Which at nearly 500 words brings me to my point – a fascinating article this month by Brendan O’Neill called The Crisis of Character. Over much longer than 500 words, he addresses the malaise of the 21st century, the lack of moral clarity when it comes post-modern thinking.

Nothing speaks more profoundly to the crisis of character than the phrase, ‘I identify as…’. In the past, individuals were. ‘I am a builder.’ ‘I am a mother.’ ‘I am a Jew.’ There was a confidence, a certainty, to their sense of identity, and to their declaration of it. ‘I am.’ Today, individuals identify as something. ‘I identify as working class.’ ‘I identify as non-binary.’… The rise of the i-word in our definition of ourselves, the ascendancy of what is called ‘self-identification’, is one of the most notable developments of the 21st century so far.
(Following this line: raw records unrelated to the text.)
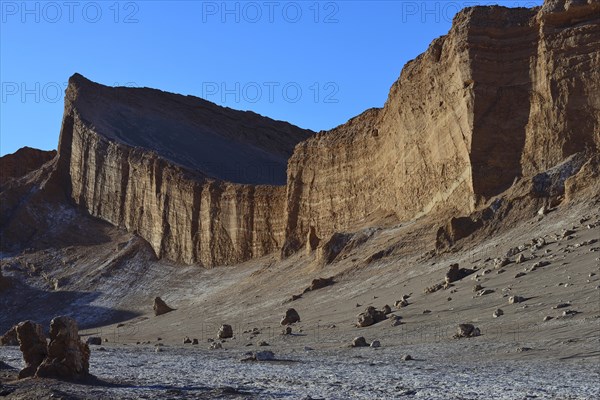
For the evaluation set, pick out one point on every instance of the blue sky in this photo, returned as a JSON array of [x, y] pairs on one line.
[[314, 64]]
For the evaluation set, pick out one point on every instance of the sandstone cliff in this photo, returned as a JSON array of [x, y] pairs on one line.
[[156, 164], [507, 93]]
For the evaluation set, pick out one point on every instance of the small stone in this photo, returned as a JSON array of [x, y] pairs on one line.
[[359, 341], [225, 332]]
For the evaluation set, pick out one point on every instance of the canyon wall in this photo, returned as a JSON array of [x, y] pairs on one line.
[[506, 93], [185, 214]]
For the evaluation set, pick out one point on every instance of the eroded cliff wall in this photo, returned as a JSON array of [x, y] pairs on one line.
[[507, 93]]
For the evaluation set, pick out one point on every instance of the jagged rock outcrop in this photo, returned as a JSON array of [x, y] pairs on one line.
[[68, 357], [22, 162], [32, 343], [177, 170], [507, 93]]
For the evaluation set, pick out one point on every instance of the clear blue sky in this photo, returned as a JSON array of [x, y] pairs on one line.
[[314, 64]]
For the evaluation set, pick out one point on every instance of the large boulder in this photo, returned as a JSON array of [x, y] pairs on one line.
[[291, 317], [225, 332], [160, 307], [32, 343], [68, 357], [370, 316], [10, 337]]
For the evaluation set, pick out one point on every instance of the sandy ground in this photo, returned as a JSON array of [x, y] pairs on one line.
[[519, 355]]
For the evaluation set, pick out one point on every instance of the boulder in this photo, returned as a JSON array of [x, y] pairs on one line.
[[160, 307], [370, 316], [466, 331], [225, 332], [68, 357], [94, 340], [10, 337], [359, 341], [455, 273], [32, 343], [291, 317]]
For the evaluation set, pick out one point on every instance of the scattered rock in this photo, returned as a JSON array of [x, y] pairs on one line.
[[466, 331], [291, 317], [359, 341], [32, 343], [455, 273], [225, 332], [68, 357], [10, 337], [370, 316], [94, 340], [561, 305], [401, 303], [160, 307], [485, 292]]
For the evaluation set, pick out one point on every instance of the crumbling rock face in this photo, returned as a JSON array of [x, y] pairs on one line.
[[22, 162], [68, 357], [10, 337], [187, 192], [160, 307], [32, 343], [507, 93]]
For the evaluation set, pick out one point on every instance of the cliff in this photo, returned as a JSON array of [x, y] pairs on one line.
[[176, 170], [507, 93]]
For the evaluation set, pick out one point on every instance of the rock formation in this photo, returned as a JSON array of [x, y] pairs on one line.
[[160, 307], [22, 162], [10, 337], [506, 94], [68, 357], [291, 317], [32, 343]]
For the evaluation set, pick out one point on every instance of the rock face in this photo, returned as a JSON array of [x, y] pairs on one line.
[[507, 93], [501, 96], [22, 162], [177, 170], [32, 343], [68, 357]]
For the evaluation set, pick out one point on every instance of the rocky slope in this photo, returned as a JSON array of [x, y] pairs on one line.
[[506, 94], [22, 162], [176, 169]]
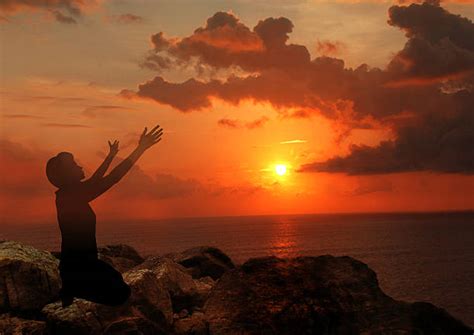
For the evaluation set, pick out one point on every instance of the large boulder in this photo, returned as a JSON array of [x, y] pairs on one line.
[[80, 318], [121, 256], [29, 278], [11, 325], [149, 307], [194, 324], [203, 261], [135, 326], [149, 298], [315, 295]]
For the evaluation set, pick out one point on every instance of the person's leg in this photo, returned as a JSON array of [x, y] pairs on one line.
[[103, 284]]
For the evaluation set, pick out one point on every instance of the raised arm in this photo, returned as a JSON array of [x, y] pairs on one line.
[[93, 188], [113, 150]]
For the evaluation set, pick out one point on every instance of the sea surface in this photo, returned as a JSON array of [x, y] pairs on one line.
[[417, 257]]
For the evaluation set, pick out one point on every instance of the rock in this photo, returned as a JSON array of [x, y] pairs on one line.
[[204, 286], [80, 318], [29, 278], [121, 256], [10, 325], [194, 324], [176, 280], [315, 295], [149, 297], [204, 261], [135, 326], [183, 313]]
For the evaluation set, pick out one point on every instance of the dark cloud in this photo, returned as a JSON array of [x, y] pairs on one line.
[[58, 8], [429, 82], [440, 141], [440, 44]]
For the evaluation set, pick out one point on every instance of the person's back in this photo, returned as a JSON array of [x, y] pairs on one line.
[[77, 222]]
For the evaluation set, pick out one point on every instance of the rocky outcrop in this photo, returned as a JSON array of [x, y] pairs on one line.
[[203, 261], [316, 295], [12, 325], [29, 278], [149, 298], [121, 256], [176, 280], [201, 292]]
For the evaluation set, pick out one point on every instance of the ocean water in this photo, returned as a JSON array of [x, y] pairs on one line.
[[417, 257]]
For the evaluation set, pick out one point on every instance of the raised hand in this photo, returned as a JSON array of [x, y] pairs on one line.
[[149, 139], [113, 148]]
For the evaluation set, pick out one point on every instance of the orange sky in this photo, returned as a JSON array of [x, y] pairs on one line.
[[257, 95]]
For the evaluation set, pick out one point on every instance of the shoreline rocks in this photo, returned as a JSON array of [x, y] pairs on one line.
[[201, 291]]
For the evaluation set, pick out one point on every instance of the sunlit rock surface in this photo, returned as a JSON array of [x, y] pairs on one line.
[[29, 278]]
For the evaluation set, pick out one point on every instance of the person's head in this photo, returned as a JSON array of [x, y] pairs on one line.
[[62, 170]]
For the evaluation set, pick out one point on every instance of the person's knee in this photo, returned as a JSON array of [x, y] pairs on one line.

It speaks to a shift from being to passing through; from a clear sense of presence in the world to a feeling of transience; from identities that were rooted to identities that are tentative, insecure, questionable.

Who sounds more heroic:

The guy who says, “I am a man.” or,

The guy who says, “I identify as male.”?

That certitude gives confidence that when it comes to making those moral decisions, our hero will make the right one regardless of the blowtorch of public opinion. Even if it means he has to stand alone when everyone else has capitulated.

O’Neill speaks of how language has been altered to fit an alternate reality (I address the subject too) where an objectively false notion is being foisted on society at large. The disease of narcissism is uncritically accepted and the demands of external validation become increasingly louder, drowning out the still small voice of conscience, moral clarity and objective truth.

No wonder romantic fiction is increasingly popular – where men and women, as flawed as we all are as human beings, make compelling and objectively right choices on the journey to a satisfying and life-long happily ever after.